もっとも、何があってもとにかくトランプを支持する立場がMAGA派内で多数派であることは確かで、トランプが望めばより積極的な関与政策を取る余地はあろう。しかし、バノン等、徹底した「アメリカ・ファースト」の立場から、少しでも介入が長期化し、多額の財政支出を伴う可能性があれば拒絶反応を示すMAGA派有力者がいることも無視はできない。
また、エプスタイン事件に関する陰謀論をめぐり、MAGA 原理主義者とトランプの間に亀裂が深まっていることにも留意の必要があり、MAGA内の分裂の傾向がトランプの政権基盤を弱め、外交政策への支援に影響する可能性も排除はできない。
台湾有事への対応は?
西側同盟の立場からすれば、トランプの積極的な対外関与政策は好ましいとしても、関与を長期化させず財政負担増は避けるといったトランプの自己規制の限度内であることが見透かされてしまえば、「力による平和」戦略もプーチンのウクライナ侵略やイランの核開発の実効的な抑止には役に立ちそうにないことが問題であろう。

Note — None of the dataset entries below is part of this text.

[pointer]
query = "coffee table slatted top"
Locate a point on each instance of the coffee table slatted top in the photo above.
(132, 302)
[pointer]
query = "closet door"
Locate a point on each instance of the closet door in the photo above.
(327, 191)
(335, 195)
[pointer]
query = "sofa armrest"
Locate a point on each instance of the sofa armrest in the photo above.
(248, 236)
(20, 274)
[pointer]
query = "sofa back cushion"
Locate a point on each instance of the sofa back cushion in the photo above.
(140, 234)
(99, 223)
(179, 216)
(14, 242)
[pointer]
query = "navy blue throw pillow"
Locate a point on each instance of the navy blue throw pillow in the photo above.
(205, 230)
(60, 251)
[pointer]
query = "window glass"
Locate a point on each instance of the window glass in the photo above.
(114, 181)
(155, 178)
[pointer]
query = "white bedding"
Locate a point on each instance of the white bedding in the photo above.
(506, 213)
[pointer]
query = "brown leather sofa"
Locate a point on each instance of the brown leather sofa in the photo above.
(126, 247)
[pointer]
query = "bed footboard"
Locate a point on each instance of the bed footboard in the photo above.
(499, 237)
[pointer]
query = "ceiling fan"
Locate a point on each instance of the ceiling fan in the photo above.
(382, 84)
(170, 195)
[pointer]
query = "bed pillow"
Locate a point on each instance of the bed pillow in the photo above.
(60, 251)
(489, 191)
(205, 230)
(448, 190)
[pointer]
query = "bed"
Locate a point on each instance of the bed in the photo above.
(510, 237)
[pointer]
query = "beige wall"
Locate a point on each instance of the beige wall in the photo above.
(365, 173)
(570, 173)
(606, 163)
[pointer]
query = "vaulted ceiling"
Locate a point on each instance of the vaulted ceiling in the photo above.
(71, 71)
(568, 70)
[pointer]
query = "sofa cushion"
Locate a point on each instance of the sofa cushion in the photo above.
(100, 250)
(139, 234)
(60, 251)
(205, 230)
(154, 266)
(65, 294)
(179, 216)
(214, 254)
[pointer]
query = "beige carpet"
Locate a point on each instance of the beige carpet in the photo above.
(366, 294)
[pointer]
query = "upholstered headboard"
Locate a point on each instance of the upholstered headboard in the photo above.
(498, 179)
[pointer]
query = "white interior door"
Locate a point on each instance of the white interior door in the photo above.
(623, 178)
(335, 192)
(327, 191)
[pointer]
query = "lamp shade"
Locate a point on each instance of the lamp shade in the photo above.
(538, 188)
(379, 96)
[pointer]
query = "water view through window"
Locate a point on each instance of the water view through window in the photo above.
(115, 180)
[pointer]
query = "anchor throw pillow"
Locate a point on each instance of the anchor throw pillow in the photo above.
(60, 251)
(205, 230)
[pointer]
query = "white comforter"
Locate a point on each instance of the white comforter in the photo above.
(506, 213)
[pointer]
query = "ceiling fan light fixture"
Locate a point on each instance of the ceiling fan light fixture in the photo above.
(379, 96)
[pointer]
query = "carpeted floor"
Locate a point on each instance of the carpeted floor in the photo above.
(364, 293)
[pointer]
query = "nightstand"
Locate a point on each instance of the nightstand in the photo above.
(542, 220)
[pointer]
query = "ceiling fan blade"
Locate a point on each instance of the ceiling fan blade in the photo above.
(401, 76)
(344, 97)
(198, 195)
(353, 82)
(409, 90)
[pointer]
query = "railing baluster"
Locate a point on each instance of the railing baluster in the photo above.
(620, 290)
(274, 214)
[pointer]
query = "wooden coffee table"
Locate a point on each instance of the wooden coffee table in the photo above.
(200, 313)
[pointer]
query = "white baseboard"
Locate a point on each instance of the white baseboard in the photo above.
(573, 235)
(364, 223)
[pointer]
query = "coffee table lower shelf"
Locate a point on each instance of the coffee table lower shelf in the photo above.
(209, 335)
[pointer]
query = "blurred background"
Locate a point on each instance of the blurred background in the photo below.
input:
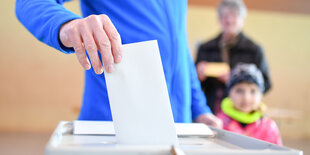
(40, 86)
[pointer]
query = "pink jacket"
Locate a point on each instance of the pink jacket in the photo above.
(263, 129)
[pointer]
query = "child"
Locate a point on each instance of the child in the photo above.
(242, 111)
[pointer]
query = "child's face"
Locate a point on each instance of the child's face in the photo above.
(245, 96)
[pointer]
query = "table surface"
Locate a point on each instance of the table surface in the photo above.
(63, 141)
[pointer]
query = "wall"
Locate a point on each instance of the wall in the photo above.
(285, 38)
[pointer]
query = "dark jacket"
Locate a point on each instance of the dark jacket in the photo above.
(245, 50)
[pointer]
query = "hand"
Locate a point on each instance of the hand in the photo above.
(210, 119)
(201, 66)
(93, 33)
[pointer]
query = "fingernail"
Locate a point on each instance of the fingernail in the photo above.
(101, 70)
(118, 58)
(111, 68)
(88, 67)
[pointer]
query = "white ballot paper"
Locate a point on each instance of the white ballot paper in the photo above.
(139, 97)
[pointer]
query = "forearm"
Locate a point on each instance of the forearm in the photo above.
(43, 18)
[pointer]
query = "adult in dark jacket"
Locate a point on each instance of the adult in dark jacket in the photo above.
(231, 46)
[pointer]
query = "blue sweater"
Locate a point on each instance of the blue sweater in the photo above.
(162, 20)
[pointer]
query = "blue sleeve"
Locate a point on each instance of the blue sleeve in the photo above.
(199, 103)
(43, 18)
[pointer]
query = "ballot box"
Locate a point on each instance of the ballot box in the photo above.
(63, 142)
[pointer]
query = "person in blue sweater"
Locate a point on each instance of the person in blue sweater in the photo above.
(99, 34)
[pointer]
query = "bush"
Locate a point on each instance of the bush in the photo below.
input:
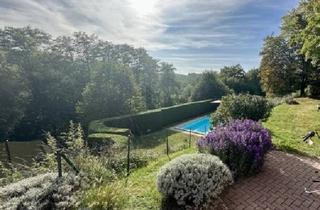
(243, 106)
(152, 120)
(41, 192)
(107, 197)
(193, 180)
(240, 144)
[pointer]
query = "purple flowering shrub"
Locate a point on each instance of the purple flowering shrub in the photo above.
(240, 144)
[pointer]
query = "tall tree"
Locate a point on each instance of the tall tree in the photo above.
(234, 78)
(168, 85)
(209, 87)
(110, 92)
(277, 68)
(253, 82)
(14, 96)
(295, 29)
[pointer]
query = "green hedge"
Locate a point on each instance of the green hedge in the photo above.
(153, 120)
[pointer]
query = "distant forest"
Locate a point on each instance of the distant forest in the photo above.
(47, 81)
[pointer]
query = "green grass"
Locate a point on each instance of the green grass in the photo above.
(289, 123)
(156, 142)
(141, 187)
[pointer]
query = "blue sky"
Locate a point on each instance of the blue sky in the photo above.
(194, 35)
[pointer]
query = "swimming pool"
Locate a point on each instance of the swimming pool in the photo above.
(200, 125)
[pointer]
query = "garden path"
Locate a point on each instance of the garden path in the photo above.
(280, 185)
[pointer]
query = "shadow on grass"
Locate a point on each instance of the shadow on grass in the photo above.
(154, 139)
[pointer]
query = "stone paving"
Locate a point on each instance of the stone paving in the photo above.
(280, 185)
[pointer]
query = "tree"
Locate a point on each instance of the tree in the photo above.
(234, 78)
(14, 96)
(253, 82)
(278, 66)
(310, 35)
(209, 87)
(110, 92)
(295, 30)
(301, 27)
(168, 84)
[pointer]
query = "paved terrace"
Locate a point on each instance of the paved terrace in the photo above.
(280, 185)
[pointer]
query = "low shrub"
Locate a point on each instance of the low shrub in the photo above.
(240, 144)
(193, 180)
(243, 106)
(291, 101)
(288, 99)
(44, 191)
(110, 196)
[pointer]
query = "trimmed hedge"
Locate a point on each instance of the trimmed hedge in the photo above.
(149, 121)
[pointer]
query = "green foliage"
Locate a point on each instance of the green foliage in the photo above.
(168, 85)
(277, 68)
(106, 197)
(9, 174)
(193, 180)
(209, 87)
(311, 33)
(44, 191)
(145, 122)
(301, 27)
(239, 81)
(242, 106)
(111, 91)
(14, 96)
(289, 123)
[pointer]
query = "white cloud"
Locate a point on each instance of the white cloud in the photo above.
(156, 25)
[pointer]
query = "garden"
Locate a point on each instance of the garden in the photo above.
(167, 169)
(89, 123)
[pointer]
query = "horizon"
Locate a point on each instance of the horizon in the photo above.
(193, 36)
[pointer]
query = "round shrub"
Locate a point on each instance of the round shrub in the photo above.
(193, 180)
(242, 106)
(240, 144)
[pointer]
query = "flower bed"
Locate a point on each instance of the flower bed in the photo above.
(240, 144)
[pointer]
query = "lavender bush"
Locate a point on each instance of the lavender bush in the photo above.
(240, 144)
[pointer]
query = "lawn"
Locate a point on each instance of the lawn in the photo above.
(289, 123)
(141, 184)
(156, 142)
(140, 187)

さらに、懸念されるのは、そのような制約が所与のものとなってしまうと、懸念される中国の台湾への侵攻や海上封鎖を抑止することにも役に立たず、むしろ従来の戦略的曖昧性以上に中国の誤った判断を招きかねない点ではないかと思われる。従って、中国が台湾有事に際しては、関税等の経済制裁に留まらず、海軍力の動員や地上軍の派遣、同盟国との協力など長期に渡る介入や財政面での負担も行うとの戦略的明確さを示す必要がある。
論説は、世論調査では、共和党支持者の3分の2は中国の侵略に備えた台湾への軍事援助を支持しているというが、台湾有事の際の米国の直接的な軍事介入については、慎重論が多数なのではないかと思われ、その点ではやはりMAGA派が障害となるだろう。トランプが何をするか分からないという「狂人理論」に頼らざるを得ないのかもしれない。